You have to be careful with flags. They're not just harmless pieces of cloth meant to inspire patriotism and national pride. Those seemingly innocent sheets of fabric can lead to all sorts of trouble.
And sometimes, that is the idea. Let's not be naive. Flags aren't always about simply declaring one's love of country. Waving them is also a good way to express defiance, antagonize others, divide people or pick a fight.
In some places, flags are still a positive symbol. In Ukraine and Venezuela, scores of brave protesters, who are willing to stand up to oppressive governments, gain strength from waving their country's flag. It's as if they're saying: "This is what we're fighting for, something bigger than ourselves."
It's a different story in the United States, where, in the messy culture wars, flags are sometimes used as weapons. Waving them can be a sign of protest, a demonstration that you're not going to be pushed around or told where your loyalties should lie. It's as if some Americans use the flag to declare: "This is how we fight back, even if it makes us seem small."
The word "small" aptly describes the five students who -- on May 5, 2010 -- while attending Live Oak High School in Morgan Hill, Calif., apparently decided to use the American flag, specifically T-shirts with the flag on them, to taunt Latino students. It wasn't about being patriotic. It was about being provocative.
You see, May 5 is Cinco de Mayo, which -- in truth -- isn't a real holiday in Mexico. But it does seem to help bars and restaurants sell a lot of beer. No matter. The school was planning a celebration. Bigger people would have delved right in, and shown some respect for a foreign culture. Maybe they would have learned something fun and interesting.

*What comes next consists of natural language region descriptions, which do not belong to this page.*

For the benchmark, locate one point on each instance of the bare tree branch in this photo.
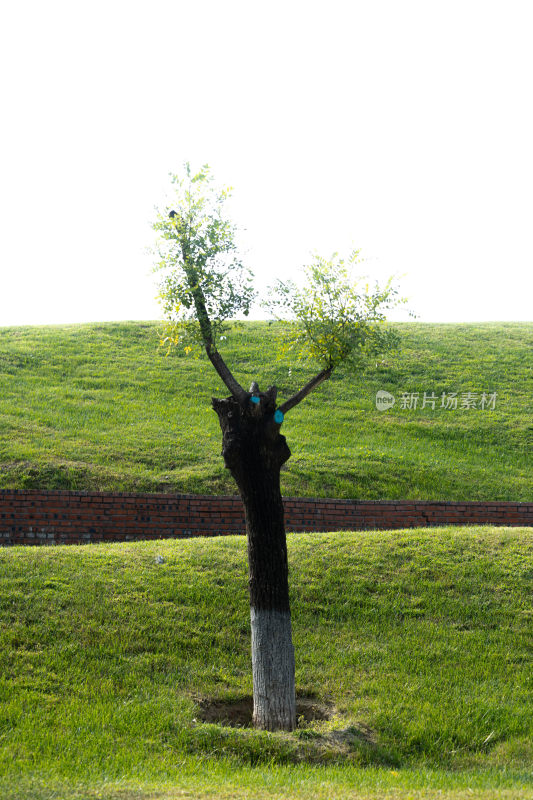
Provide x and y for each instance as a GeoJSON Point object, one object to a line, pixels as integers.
{"type": "Point", "coordinates": [220, 365]}
{"type": "Point", "coordinates": [307, 389]}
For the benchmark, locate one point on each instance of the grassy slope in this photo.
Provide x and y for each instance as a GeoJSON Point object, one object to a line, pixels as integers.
{"type": "Point", "coordinates": [422, 636]}
{"type": "Point", "coordinates": [98, 406]}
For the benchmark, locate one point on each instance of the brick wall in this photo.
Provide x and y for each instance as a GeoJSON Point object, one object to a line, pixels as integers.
{"type": "Point", "coordinates": [34, 517]}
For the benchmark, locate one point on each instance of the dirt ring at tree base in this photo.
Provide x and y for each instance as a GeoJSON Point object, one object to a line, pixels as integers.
{"type": "Point", "coordinates": [238, 713]}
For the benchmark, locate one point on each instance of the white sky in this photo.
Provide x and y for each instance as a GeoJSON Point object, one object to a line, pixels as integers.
{"type": "Point", "coordinates": [402, 128]}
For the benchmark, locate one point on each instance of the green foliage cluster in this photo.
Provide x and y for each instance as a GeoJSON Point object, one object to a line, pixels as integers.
{"type": "Point", "coordinates": [335, 318]}
{"type": "Point", "coordinates": [419, 639]}
{"type": "Point", "coordinates": [197, 253]}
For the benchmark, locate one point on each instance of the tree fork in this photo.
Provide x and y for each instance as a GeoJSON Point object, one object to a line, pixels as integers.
{"type": "Point", "coordinates": [254, 451]}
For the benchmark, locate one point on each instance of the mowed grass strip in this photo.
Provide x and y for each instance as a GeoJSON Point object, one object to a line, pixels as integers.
{"type": "Point", "coordinates": [419, 641]}
{"type": "Point", "coordinates": [100, 407]}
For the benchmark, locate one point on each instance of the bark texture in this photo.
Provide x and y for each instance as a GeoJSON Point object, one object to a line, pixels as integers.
{"type": "Point", "coordinates": [254, 451]}
{"type": "Point", "coordinates": [273, 670]}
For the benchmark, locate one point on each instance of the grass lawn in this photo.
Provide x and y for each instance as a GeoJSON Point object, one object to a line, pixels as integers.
{"type": "Point", "coordinates": [418, 643]}
{"type": "Point", "coordinates": [100, 407]}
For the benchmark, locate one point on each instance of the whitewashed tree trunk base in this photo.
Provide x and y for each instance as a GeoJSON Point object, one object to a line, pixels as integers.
{"type": "Point", "coordinates": [273, 670]}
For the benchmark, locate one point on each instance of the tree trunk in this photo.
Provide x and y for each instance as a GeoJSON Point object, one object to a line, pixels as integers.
{"type": "Point", "coordinates": [254, 451]}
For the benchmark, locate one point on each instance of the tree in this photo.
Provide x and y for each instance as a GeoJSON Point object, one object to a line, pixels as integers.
{"type": "Point", "coordinates": [332, 320]}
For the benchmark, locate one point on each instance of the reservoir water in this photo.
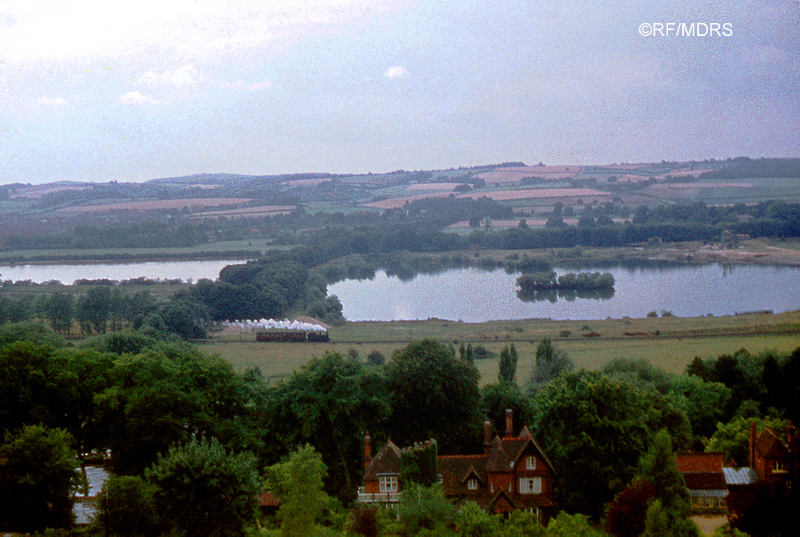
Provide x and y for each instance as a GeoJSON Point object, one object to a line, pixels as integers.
{"type": "Point", "coordinates": [473, 295]}
{"type": "Point", "coordinates": [153, 270]}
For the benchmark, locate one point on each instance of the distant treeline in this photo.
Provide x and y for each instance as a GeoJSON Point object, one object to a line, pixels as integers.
{"type": "Point", "coordinates": [745, 167]}
{"type": "Point", "coordinates": [548, 286]}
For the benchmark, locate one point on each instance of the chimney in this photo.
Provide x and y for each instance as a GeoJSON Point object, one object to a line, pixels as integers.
{"type": "Point", "coordinates": [367, 450]}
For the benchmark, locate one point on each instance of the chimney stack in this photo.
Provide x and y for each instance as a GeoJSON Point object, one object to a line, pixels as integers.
{"type": "Point", "coordinates": [367, 450]}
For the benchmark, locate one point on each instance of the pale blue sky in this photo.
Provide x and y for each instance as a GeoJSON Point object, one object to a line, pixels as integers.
{"type": "Point", "coordinates": [129, 91]}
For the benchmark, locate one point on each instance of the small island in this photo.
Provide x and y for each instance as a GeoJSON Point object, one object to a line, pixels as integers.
{"type": "Point", "coordinates": [548, 285]}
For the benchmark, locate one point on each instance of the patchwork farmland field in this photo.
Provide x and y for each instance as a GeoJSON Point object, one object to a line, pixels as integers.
{"type": "Point", "coordinates": [156, 205]}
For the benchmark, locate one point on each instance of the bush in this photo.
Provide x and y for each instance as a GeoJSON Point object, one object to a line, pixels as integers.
{"type": "Point", "coordinates": [375, 358]}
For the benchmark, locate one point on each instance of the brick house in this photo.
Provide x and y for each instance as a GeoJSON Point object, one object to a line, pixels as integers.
{"type": "Point", "coordinates": [771, 459]}
{"type": "Point", "coordinates": [513, 472]}
{"type": "Point", "coordinates": [705, 478]}
{"type": "Point", "coordinates": [774, 458]}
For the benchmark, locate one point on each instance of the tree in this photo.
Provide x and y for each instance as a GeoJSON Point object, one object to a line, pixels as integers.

Not these five. That would have been too easy. These students were specifically told beforehand by school administrators -- who didn't want any trouble in a school that had been described by the San Francisco Chronicle as having an "ethnically charged atmosphere" and where 20 percent of the 1,300-student body were English-language learners -- not to wear flag clothing on that day because it might cause a ruckus. The warning conformed to the high-school dress code, which prohibited "any clothing or decoration which detracts from the learning environment."
The five students violated that code, and disobeyed the administrators' directive, when they wore the T-shirts anyway.
I guess these five geniuses didn't consider the possibility that most of those Latino students they were trying to rile up were also Americans. In fact, many of them were probably born in the United States. So, ironically, T-shirts adorned with the American flag might not have had the intended effect. Or, they might have riled up some of the students. We'll never know. Anyway, the effect is irrelevant. The point is that the intent was malicious. Those five picked Cinco de Mayo, of all days, to show their patriotism? They were obviously up to no good.
That was the conclusion of Assistant Principal Miguel Rodriguez who, fearing that the boys' fashion choices might cause a ruckus, confronted the youths that day and told them to either turn their T-shirts inside out or go home. They chose to go home. And within hours, they went from being disobedient, disruptive and disrespectful brats to a group of patriotic martyrs for the First Amendment.
Of course, young people don't veer this far off course on their own. Their parents excused the boys' bad behavior when they hired lawyers and sued the school district, alleging a violation of the lads' constitutional right to free speech. Talk about teaching kids the wrong lesson.
Free expression is important all right. It just isn't as important as ensuring the safety of students in a climate of racial and ethnic tension. That was the finding recently of the 9th U.S. Circuit Court of Appeals. The judges ruled that the school administrators had not violated the Constitution. In fact, they said, by enforcing the dress-code ban on the T-shirts, the school had "presciently avoided an altercation."
The parents say they're prepared to appeal this case all the way to the Supreme Court. Naturally.
It turns out that flags aren't the problem after all. The real problem is the people who misuse them -- and their accomplices.